At a rare press conference on Tuesday (Sep 24), authorities flagged they will increase the core tier 1 capital at its six major commercial banks, along with a slew of other measures to shore up the real estate market and the economy.
“Capital will be injected to different banks in turns and with different policies,” said Li Yunze, minister of the National Financial Regulatory Administration, without giving more details. The regulator will urge big banks to enhance capital management capabilities and strengthen operations to better serve as a driving force for the real economy, he said.
Authorities on Tuesday announced a major stimulus push to shore up growth. That included lowering how much banks need to hold in reserves and a cut to the key policy rate. Regulators also unveiled they will lower mortgage rates and ease down payment requirements on second-home purchases.

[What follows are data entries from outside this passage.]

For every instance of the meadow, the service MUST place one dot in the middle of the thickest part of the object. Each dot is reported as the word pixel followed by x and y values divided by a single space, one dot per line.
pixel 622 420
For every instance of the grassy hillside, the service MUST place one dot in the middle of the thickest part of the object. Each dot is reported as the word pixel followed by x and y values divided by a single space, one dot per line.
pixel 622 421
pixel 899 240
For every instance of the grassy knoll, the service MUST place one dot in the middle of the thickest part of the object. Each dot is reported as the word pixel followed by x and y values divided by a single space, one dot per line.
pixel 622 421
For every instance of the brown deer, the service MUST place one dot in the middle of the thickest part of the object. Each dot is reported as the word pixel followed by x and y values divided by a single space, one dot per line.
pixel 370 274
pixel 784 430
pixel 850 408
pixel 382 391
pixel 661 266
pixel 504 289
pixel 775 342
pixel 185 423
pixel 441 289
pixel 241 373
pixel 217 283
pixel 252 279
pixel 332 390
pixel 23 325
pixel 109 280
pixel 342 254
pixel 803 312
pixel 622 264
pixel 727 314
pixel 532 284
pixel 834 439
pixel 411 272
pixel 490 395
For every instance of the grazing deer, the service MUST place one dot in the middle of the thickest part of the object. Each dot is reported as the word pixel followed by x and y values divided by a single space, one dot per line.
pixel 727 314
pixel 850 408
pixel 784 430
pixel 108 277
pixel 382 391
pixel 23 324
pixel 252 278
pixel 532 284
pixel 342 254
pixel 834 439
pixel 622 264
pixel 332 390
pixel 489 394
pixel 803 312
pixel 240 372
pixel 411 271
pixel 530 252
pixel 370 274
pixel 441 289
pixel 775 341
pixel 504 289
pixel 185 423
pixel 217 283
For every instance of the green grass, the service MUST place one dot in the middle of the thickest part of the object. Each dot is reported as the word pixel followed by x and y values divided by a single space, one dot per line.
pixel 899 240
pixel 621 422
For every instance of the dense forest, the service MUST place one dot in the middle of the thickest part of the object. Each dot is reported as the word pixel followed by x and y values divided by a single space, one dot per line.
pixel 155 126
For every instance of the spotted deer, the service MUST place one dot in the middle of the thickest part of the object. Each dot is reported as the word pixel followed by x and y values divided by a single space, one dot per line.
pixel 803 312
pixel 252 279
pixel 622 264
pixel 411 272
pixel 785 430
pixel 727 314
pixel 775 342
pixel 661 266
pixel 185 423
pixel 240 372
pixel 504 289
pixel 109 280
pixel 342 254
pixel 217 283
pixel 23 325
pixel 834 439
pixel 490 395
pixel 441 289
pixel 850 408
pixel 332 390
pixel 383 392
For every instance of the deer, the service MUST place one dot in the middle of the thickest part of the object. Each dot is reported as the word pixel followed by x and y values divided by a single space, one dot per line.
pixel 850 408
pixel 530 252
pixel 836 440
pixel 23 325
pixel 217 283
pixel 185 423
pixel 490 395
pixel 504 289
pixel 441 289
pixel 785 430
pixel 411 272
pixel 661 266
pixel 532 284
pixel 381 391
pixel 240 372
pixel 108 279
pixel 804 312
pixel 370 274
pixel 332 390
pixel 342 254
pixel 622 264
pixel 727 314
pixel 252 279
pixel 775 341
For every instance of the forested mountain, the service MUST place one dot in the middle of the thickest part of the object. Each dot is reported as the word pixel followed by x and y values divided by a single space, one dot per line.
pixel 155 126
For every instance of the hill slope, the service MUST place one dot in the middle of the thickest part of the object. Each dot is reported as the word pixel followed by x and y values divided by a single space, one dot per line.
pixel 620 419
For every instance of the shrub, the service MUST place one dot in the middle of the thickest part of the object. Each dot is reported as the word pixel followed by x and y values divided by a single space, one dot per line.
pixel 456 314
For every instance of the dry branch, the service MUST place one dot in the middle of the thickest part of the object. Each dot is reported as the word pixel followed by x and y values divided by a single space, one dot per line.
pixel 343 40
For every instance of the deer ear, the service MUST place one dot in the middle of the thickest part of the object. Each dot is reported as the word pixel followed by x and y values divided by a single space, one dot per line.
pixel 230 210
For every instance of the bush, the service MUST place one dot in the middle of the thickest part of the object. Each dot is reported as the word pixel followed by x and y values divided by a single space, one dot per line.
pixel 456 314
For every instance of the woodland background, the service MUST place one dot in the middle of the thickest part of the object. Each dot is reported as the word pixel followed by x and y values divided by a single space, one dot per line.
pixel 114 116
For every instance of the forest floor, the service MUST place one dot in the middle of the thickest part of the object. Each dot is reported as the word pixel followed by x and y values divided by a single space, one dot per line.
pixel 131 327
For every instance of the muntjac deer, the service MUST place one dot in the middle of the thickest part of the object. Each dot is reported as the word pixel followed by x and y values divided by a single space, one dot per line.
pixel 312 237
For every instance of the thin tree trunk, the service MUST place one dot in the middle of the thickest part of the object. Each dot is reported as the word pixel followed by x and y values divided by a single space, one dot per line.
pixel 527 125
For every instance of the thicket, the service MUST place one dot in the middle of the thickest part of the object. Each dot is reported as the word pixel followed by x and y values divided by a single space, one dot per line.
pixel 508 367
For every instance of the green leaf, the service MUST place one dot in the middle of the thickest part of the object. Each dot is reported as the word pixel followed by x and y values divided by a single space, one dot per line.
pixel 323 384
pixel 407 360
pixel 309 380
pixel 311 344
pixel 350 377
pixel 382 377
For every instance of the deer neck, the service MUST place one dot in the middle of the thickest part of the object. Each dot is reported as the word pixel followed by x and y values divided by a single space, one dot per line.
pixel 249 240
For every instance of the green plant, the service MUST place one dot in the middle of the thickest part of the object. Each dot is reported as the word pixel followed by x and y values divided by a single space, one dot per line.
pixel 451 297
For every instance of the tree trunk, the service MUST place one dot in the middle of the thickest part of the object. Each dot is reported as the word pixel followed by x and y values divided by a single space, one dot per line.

Li said that it has become necessary to add capital through various internal and external channels. It would be the first time since 2008 that authorities have injected capital into one of its big banks and the first time since they all became public companies.
Large commercial banks, Industrial & Commercial Bank of China (ICBC) and Agricultural Bank of China, have primarily relied on retained profits to increase capital. However, as they have continued to reduce fees and offer loan concessions, net interest margins have slid to record lows and profit growth has slowed.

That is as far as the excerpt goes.